Pittsburgh (PA) – Carnegie Mellon University (CMU) is developing a real-time translation device that works with facial movements instead of audible speech. Speakers talk silently while electrodes translate the facial movements into another language. The translated words are then sent through computer speakers or headphones in real-time which, from a third-person’s perspective, looks like a normal conversation.
The device relies on sub-vocalization, tiny, almost imperceptible, muscle movements in the face and neck. CMU’s device is not exactly mechanical lip reading, something movie audiences saw when the HAL 9000 computer eavesdropped into crew conversations in the 2001: Space Odyssey movie. Currently electrodes have to be attached, but it’s possible that a future system could work entirely with cameras.
Traditional speech translation systems required speakers to talk and then wait for the computers to translate the words. Such systems are in high demand and the U.S. military is currently testing out the IBM “Mastor” computer-based translation system that works on audible speech. In contrast, CMU’s device translates as you talk.
CMU has made two devices, one to translate from Chinese to English and another to translate English into Spanish and German. So far the vocabulary database is quite small at 100 to 200 words and the machines are about 80% accurate. Researchers eventually hope to achieve full translation.

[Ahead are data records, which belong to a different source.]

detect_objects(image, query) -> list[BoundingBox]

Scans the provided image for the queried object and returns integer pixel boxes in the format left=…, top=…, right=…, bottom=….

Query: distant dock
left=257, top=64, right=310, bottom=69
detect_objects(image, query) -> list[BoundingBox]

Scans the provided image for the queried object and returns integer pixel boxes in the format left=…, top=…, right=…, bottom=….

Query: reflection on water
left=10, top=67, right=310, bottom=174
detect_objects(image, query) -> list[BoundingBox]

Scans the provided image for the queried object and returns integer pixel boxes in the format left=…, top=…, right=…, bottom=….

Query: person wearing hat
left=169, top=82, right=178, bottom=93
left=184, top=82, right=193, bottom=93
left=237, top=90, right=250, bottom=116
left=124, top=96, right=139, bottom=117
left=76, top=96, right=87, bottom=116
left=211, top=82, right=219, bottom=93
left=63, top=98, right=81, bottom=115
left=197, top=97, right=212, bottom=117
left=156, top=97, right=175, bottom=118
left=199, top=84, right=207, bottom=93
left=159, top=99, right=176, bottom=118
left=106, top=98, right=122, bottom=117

One of the problems with computerized translation and indeed translation in general is that literal word translations come out sounding strange when the phrase is an idiom or colloquial. As an example, American’s have a phrase “comparing Apples and Oranges” when comparing dissimilar things while Germans would say “Apples and Pears”. In addition, colloquial phrases often change depending even within different regions in the same country.